Applying the Verdins’ principles in R v Brooks [2008] VSC 70, Coghlan J concluded at [40]-[41] that although there was little about the defendant’s dysthemia – considered in conjunction with his borderline intellectual functioning - which would make him an inappropriate vehicle for general deterrence or operate to reduce his moral culpability, it would nonetheless make the serving of a long term of imprisonment harder for him. And In R v Johnstone [2008] VSC 584 at [37]-[38] Coghlan J also considered that Verdins applied only to the limited extent that a prisoner’s adjustment disorder may make prison more onerous for him at least in the short term.


In R v Foster [2009] VSC 124 in sentencing the accused to 14y/10y imprisonment for murder, Osborn J said at [33]:


“In my view the combination of Post Traumatic Stress Disorder, serious depression and alcoholism is such as to bring your case within the first category contemplated in R v Verdins. The cumulative effect of these conditions was to impair your mental functioning in a manner which reduced the moral culpability of the offending conduct as distinct from your legal responsibility for that conduct.
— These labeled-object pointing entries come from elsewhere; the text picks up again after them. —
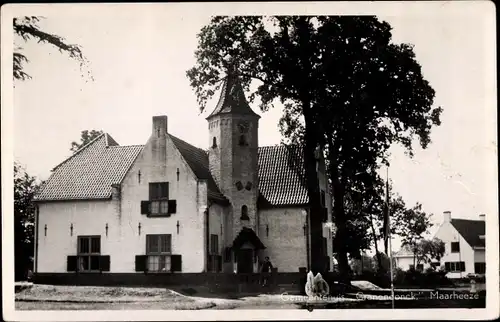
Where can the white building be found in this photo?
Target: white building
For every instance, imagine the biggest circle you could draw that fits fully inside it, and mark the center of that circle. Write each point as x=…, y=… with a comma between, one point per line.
x=464, y=247
x=168, y=206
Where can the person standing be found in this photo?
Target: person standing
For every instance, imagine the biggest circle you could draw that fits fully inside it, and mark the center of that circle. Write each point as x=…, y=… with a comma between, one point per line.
x=266, y=270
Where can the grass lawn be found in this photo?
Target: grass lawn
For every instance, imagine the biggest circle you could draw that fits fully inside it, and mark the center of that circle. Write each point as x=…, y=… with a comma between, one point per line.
x=49, y=297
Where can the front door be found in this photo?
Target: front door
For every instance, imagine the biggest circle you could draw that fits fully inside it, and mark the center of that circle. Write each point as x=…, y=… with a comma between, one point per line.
x=245, y=261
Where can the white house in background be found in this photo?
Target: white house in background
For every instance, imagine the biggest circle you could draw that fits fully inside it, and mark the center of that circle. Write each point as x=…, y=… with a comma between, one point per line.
x=168, y=206
x=464, y=247
x=405, y=261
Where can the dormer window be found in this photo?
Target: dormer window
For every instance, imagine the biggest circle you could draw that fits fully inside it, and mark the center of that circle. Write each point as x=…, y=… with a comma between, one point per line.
x=243, y=140
x=244, y=213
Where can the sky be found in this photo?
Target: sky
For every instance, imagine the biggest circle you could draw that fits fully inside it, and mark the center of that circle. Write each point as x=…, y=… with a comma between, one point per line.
x=139, y=55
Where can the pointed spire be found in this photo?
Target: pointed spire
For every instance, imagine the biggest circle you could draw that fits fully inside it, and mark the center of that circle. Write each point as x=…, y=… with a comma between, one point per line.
x=232, y=98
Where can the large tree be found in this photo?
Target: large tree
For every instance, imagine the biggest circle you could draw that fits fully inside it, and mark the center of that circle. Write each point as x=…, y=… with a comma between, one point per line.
x=410, y=224
x=28, y=28
x=372, y=95
x=85, y=138
x=25, y=187
x=344, y=87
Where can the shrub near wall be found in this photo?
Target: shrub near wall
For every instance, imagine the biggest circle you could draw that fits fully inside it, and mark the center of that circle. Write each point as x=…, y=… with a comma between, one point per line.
x=428, y=279
x=411, y=278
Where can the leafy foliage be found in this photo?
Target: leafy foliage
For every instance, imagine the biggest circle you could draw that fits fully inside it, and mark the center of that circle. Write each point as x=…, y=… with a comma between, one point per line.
x=275, y=52
x=409, y=223
x=27, y=28
x=25, y=188
x=344, y=87
x=86, y=137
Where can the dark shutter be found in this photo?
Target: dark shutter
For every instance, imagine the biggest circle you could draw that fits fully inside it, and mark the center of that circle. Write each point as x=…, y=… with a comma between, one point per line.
x=172, y=206
x=325, y=214
x=209, y=263
x=163, y=190
x=176, y=263
x=219, y=263
x=140, y=263
x=104, y=263
x=145, y=207
x=72, y=263
x=153, y=192
x=227, y=255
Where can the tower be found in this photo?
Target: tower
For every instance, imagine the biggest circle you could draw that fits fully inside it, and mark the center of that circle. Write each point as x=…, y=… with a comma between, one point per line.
x=233, y=146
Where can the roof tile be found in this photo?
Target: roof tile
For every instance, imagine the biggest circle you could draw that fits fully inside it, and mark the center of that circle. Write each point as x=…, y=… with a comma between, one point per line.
x=90, y=172
x=470, y=231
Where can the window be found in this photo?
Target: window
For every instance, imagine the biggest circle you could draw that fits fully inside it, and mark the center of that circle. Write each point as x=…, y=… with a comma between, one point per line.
x=243, y=140
x=454, y=266
x=227, y=255
x=158, y=251
x=214, y=263
x=89, y=251
x=480, y=268
x=244, y=213
x=158, y=196
x=214, y=244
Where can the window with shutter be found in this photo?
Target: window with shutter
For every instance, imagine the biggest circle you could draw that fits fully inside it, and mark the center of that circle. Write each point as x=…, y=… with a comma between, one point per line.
x=227, y=254
x=158, y=199
x=158, y=251
x=140, y=263
x=176, y=263
x=104, y=263
x=480, y=268
x=89, y=253
x=214, y=244
x=72, y=263
x=172, y=206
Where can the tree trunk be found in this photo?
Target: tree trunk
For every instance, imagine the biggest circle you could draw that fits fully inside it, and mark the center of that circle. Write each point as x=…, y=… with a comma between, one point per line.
x=379, y=259
x=340, y=238
x=318, y=264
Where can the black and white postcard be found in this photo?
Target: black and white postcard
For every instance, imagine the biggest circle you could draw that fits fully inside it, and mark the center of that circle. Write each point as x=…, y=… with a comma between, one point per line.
x=257, y=161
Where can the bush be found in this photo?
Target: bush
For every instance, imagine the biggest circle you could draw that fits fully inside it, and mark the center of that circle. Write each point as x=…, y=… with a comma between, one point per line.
x=429, y=278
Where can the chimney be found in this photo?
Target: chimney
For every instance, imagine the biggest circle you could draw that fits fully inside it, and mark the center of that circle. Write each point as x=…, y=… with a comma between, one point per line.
x=447, y=216
x=160, y=125
x=115, y=191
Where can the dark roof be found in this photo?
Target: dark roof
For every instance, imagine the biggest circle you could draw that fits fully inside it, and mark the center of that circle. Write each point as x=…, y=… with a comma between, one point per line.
x=232, y=98
x=470, y=230
x=281, y=175
x=247, y=235
x=197, y=159
x=90, y=171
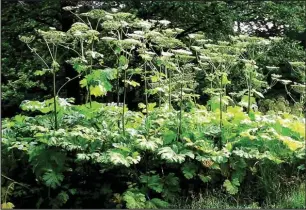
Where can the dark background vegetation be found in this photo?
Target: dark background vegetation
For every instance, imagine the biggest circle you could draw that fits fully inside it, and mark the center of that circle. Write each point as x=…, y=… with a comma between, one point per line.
x=215, y=18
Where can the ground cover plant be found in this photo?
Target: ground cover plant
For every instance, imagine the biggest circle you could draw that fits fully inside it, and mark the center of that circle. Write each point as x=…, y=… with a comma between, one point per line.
x=103, y=155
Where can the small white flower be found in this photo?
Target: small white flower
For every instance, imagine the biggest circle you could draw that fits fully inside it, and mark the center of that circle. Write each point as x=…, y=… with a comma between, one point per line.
x=182, y=52
x=167, y=54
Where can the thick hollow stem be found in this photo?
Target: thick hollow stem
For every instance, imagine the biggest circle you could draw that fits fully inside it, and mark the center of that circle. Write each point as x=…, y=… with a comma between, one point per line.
x=249, y=93
x=181, y=104
x=146, y=88
x=220, y=144
x=54, y=102
x=169, y=89
x=124, y=96
x=159, y=85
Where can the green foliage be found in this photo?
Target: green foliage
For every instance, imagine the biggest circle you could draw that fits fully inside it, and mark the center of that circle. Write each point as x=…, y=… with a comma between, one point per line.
x=141, y=159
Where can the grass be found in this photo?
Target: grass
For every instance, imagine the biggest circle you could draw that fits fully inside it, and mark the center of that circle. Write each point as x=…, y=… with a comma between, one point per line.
x=294, y=199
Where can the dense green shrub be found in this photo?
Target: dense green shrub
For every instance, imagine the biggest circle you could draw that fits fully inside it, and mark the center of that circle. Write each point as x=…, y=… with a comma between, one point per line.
x=104, y=155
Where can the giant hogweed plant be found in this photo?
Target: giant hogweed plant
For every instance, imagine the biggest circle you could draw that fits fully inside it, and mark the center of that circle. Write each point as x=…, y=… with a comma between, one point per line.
x=150, y=156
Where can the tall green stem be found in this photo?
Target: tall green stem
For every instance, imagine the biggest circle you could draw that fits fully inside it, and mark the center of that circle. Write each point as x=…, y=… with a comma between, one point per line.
x=249, y=92
x=146, y=93
x=169, y=89
x=181, y=104
x=220, y=144
x=159, y=85
x=124, y=95
x=54, y=101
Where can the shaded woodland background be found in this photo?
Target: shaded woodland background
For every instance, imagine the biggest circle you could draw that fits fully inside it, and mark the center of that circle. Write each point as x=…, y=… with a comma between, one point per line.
x=217, y=19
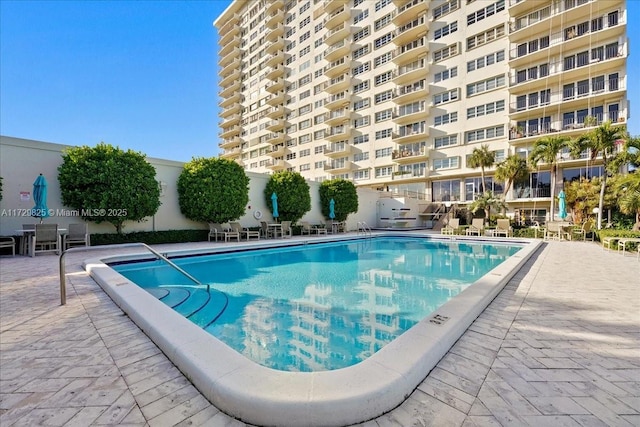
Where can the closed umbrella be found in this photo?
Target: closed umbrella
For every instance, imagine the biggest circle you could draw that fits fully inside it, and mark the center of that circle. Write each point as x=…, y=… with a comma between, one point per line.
x=274, y=203
x=562, y=205
x=40, y=209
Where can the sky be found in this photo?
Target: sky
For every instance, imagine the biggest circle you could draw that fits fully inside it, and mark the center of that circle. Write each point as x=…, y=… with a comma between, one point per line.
x=140, y=75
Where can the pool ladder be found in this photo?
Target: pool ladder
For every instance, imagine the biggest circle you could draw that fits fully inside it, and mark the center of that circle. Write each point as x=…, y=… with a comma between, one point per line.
x=63, y=276
x=364, y=228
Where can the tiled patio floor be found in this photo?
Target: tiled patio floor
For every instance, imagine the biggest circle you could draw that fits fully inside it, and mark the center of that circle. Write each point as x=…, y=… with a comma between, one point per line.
x=559, y=346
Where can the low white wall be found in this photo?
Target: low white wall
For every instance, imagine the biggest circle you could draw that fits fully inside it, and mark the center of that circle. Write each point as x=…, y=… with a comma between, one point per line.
x=22, y=160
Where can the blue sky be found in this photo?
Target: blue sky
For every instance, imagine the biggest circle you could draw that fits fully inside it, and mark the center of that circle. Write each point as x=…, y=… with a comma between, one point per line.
x=138, y=74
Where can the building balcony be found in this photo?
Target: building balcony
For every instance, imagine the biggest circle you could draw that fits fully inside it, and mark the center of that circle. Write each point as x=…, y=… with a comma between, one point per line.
x=277, y=151
x=411, y=72
x=275, y=73
x=232, y=109
x=230, y=132
x=411, y=30
x=234, y=30
x=408, y=10
x=337, y=101
x=229, y=143
x=329, y=6
x=277, y=164
x=228, y=90
x=536, y=49
x=276, y=32
x=234, y=98
x=233, y=68
x=275, y=138
x=337, y=17
x=591, y=94
x=235, y=42
x=274, y=46
x=337, y=51
x=411, y=51
x=341, y=32
x=229, y=57
x=408, y=156
x=337, y=117
x=539, y=20
x=276, y=112
x=410, y=174
x=276, y=125
x=230, y=121
x=232, y=24
x=339, y=167
x=337, y=133
x=228, y=80
x=232, y=154
x=338, y=84
x=337, y=150
x=406, y=134
x=276, y=99
x=275, y=59
x=412, y=117
x=412, y=92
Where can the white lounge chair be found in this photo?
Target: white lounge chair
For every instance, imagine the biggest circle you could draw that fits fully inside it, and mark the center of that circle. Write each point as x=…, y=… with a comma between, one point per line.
x=476, y=228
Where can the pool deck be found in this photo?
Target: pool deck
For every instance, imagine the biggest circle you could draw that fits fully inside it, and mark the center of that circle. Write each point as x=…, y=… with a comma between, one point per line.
x=560, y=345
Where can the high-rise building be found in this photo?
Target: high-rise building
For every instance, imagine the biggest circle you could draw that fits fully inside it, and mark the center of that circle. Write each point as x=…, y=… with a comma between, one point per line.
x=396, y=94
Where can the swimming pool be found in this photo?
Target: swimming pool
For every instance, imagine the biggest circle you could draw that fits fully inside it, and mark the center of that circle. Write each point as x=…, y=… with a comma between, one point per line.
x=263, y=396
x=320, y=307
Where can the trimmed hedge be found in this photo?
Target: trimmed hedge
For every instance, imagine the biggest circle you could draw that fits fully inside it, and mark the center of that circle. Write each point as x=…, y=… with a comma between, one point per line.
x=150, y=237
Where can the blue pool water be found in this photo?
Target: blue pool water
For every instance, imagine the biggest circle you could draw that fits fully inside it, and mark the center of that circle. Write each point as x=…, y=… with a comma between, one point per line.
x=322, y=306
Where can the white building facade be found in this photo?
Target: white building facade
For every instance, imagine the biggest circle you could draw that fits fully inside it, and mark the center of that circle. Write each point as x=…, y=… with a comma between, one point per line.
x=395, y=95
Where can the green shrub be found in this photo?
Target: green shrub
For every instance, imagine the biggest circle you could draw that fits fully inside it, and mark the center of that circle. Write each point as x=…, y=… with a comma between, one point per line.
x=292, y=190
x=344, y=195
x=150, y=237
x=213, y=190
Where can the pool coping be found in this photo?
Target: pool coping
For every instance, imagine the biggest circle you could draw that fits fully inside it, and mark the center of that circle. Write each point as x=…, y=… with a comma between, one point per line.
x=263, y=396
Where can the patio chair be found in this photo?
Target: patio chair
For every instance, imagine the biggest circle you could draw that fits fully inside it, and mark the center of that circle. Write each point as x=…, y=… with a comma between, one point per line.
x=305, y=228
x=451, y=227
x=235, y=226
x=78, y=236
x=217, y=231
x=585, y=230
x=8, y=242
x=286, y=229
x=476, y=228
x=503, y=228
x=45, y=239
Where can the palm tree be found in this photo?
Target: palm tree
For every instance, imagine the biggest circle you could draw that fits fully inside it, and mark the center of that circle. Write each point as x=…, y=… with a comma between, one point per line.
x=600, y=141
x=485, y=202
x=482, y=158
x=513, y=168
x=547, y=150
x=629, y=201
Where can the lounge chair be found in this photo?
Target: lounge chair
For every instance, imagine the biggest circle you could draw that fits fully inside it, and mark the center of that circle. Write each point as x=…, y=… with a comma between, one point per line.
x=452, y=227
x=45, y=239
x=217, y=231
x=503, y=228
x=584, y=231
x=78, y=236
x=305, y=228
x=476, y=228
x=623, y=243
x=235, y=226
x=8, y=242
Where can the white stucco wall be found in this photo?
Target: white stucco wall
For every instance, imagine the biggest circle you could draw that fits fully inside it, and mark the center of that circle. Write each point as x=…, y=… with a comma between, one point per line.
x=22, y=160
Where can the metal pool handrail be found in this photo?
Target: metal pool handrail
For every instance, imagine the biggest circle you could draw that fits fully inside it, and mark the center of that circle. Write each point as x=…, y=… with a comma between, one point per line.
x=63, y=277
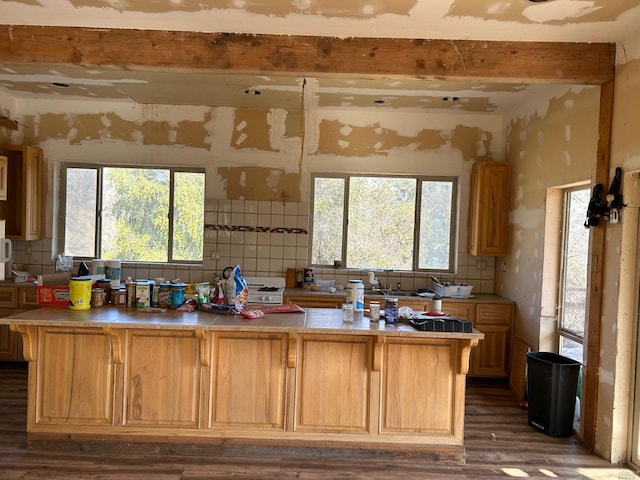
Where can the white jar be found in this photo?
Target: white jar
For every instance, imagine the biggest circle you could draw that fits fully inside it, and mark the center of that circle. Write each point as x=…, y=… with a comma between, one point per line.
x=355, y=295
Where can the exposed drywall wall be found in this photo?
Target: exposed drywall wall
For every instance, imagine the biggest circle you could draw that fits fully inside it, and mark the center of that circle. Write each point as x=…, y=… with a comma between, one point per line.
x=553, y=145
x=260, y=183
x=619, y=326
x=254, y=155
x=374, y=139
x=8, y=110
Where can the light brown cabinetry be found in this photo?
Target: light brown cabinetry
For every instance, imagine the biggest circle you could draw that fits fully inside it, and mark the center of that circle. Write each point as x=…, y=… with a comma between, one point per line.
x=162, y=379
x=75, y=378
x=249, y=380
x=23, y=206
x=182, y=380
x=14, y=300
x=333, y=378
x=488, y=212
x=491, y=357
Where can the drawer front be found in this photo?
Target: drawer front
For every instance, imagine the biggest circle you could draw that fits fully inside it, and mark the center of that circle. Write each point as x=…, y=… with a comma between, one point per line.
x=458, y=309
x=494, y=314
x=8, y=297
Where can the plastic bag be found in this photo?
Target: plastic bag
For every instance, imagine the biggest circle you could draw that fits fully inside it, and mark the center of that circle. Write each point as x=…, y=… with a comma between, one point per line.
x=237, y=292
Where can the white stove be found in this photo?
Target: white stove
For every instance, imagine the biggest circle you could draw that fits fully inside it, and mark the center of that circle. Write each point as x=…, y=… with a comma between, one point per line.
x=265, y=290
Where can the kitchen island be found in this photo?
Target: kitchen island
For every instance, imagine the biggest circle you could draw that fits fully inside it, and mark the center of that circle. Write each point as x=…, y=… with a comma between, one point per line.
x=291, y=379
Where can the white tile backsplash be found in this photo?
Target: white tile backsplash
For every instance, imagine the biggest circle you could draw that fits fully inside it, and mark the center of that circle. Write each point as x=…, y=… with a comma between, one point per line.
x=262, y=253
In turn your cumulative condition affects the punishment which is just in all the circumstances.”


Just as certain pre-Verdins’ cases - examples of which are R v Yaldiz [1998] 2 VR 376 and R v Connolly [2004] VSCA 24 – discussed the need for a nexus to be shown between the offending and the offender’s mental condition, so too there are several post-Verdins’ cases in which the Verdins’ sentence moderation has not been applied because of lack of evidence of the requisite nexus.


In R v Charles [2011] VSCA 399 at [162] Robson AJA (with whom Redlich & Harper JJA agreed) summarized the following principles which may be discerned from the authorities when dealing with the establishment of a link between a mental condition and the offending conduct:


“1. The Verdins’ principles are and should be should be regarded as exceptional: R v Vaudreu [2009] VSCA 262, [37] (Ashley JA).

2. The onus lies on the offender to establish the facts to enliven the Verdins’ principles on the balance of probabilities as a mitigating factor: R v Romero [2011] VSCA 45, [18].

3. Cogent evidence, normally in the form of an expert opinion, is ordinarily necessary if the principles in Verdins are to be enlivened: R v Romero [2011] VSCA 45, [18] (Redlich JA).

4. It is always necessary to consider how the particular condition affected the mental functioning of the offender at the time of the offence and how it is likely to affect him or her in the future: R v Romero [2011] VSCA 45, [13] (Redlich JA).

5. The offender must establish that the offender’s disability had the effect of impairing the offender’s ability to exercise appropriate judgment, or impairing the offender’s ability to make calm and rational choices or to think clearly at the time of the offence: R v Romero [2011] VSCA 45, [13] (Redlich JA).

6. Verdins has no application in respect of a mental condition postulated to have existed at the time of the offending unless the condition relied upon can be seen to have some ‘realistic connection’ {R v Vaudreu [2009] VSCA 262, [37] (Ashley JA)} with the offending; or ‘caused or contributed’ {DPP v Patterson [2009] VSCA 222, [46] (Maxwell P, Redlich JA, and Vickery AJA); Bennett v The Queen [2011] VSCA 253, [61] (Ashley, Redlich and Hansen JJA)} to the offending; or is ‘causally linked’ {Bennett v The Queen [2011] VSCA 253, [60] (Ashley, Redlich and Hansen JJA)} to the offending.”